When he was rejected by Twitter, he responded by saying, "Worked out, it was quite a long commute."
It's so interesting to see that someone rejected from two of the top Internet companies actually responded with humor and actually responded with positivity.
A lady was diagnosed with clinical depression. Her marriage had failed, and she was jobless with a dependent child. She was on a four-hour delayed train journey from Manchester to London when she came up with this idea. And she started to write this book about this wizard. And as she started writing, she then finished her manuscript, took it to 12 publishers, and was rejected by all 12. Believe it or not, she's J.K Rowling.
This man watched his first company crumble. He was a Harvard University dropout, and his first company's demo didn't even work. He went on to build Microsoft. Yes! His name is Bill Gates. And more importantly, "Bill Gates was a college dropout, not a learning dropout."
Therefore, failure is just a sign, that we need to widen our scope. We need to be ready and build ourselves up for the next level; and, what we end up achieving is far better than what we'd envisioned for ourselves. And this divine plan, this orchestration can't be happening without this intervention that occurs, because if we had it our way, we'd just settle. We'd just accept what we thought was our goal, what we thought we were chasing. But, when people do not get that, later doiwn the line they look back and they reflect and realize that what they've gained is so much greater.

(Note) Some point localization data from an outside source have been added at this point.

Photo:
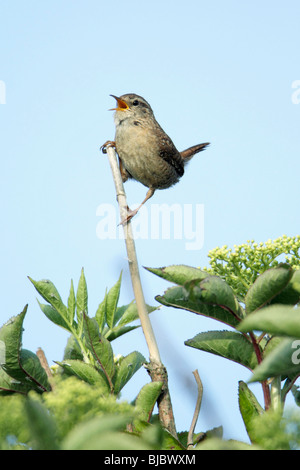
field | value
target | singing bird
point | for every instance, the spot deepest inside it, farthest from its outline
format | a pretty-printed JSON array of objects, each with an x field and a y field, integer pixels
[{"x": 146, "y": 153}]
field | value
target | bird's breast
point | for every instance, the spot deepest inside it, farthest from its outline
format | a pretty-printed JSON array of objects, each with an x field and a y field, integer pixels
[{"x": 140, "y": 150}]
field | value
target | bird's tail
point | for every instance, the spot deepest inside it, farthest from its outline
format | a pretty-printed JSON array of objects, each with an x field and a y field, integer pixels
[{"x": 190, "y": 152}]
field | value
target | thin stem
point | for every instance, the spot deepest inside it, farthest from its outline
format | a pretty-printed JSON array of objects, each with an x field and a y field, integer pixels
[
  {"x": 265, "y": 387},
  {"x": 155, "y": 368},
  {"x": 132, "y": 260},
  {"x": 197, "y": 410},
  {"x": 276, "y": 401}
]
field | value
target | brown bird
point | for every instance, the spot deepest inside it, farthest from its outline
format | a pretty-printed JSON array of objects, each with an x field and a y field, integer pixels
[{"x": 145, "y": 152}]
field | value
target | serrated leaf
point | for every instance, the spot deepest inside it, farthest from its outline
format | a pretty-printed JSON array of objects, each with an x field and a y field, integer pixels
[
  {"x": 126, "y": 368},
  {"x": 20, "y": 364},
  {"x": 146, "y": 400},
  {"x": 49, "y": 292},
  {"x": 279, "y": 320},
  {"x": 249, "y": 408},
  {"x": 54, "y": 316},
  {"x": 100, "y": 315},
  {"x": 214, "y": 291},
  {"x": 42, "y": 426},
  {"x": 228, "y": 344},
  {"x": 290, "y": 295},
  {"x": 99, "y": 346},
  {"x": 283, "y": 360},
  {"x": 178, "y": 297},
  {"x": 72, "y": 349},
  {"x": 71, "y": 304},
  {"x": 268, "y": 285},
  {"x": 112, "y": 302},
  {"x": 86, "y": 372},
  {"x": 8, "y": 384},
  {"x": 179, "y": 274}
]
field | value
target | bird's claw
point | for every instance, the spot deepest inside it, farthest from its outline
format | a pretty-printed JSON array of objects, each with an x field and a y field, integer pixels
[
  {"x": 107, "y": 144},
  {"x": 129, "y": 216}
]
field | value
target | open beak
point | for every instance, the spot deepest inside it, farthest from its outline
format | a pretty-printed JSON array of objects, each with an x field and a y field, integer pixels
[{"x": 122, "y": 105}]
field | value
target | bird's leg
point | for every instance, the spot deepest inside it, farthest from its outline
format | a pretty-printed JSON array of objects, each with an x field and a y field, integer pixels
[
  {"x": 131, "y": 213},
  {"x": 108, "y": 143}
]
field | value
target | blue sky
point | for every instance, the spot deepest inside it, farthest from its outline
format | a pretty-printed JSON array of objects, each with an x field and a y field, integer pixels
[{"x": 214, "y": 71}]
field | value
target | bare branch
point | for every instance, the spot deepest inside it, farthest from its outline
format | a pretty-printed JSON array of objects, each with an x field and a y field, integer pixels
[{"x": 197, "y": 410}]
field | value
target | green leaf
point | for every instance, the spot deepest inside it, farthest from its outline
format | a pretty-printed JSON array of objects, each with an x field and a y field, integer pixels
[
  {"x": 291, "y": 293},
  {"x": 99, "y": 346},
  {"x": 214, "y": 291},
  {"x": 49, "y": 292},
  {"x": 72, "y": 349},
  {"x": 20, "y": 364},
  {"x": 283, "y": 360},
  {"x": 54, "y": 316},
  {"x": 100, "y": 315},
  {"x": 71, "y": 304},
  {"x": 127, "y": 366},
  {"x": 228, "y": 344},
  {"x": 86, "y": 372},
  {"x": 112, "y": 302},
  {"x": 179, "y": 274},
  {"x": 146, "y": 400},
  {"x": 280, "y": 320},
  {"x": 178, "y": 297},
  {"x": 267, "y": 286},
  {"x": 42, "y": 426},
  {"x": 103, "y": 433},
  {"x": 8, "y": 384},
  {"x": 249, "y": 408}
]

Failures are only failures when we don't learn from them, because when we learn from them, they become lessons. And we actually extrapolate all of these teachings and actually get more insight into how we can improve the way we work and how we can actually drive with a different energy.
The challenge we have is that we only talk about people's failures when they succeed. And that's why they become a taboo, or we feel like their failures never happened. We need to share these stories earlier. We need to bring out these stories and experiences on the journey, so that people who are on the journey can actually follow in these footsteps. And that's why Steve Jobs said, "You can't connect the dots moving forward. You only can when you're looking backwards."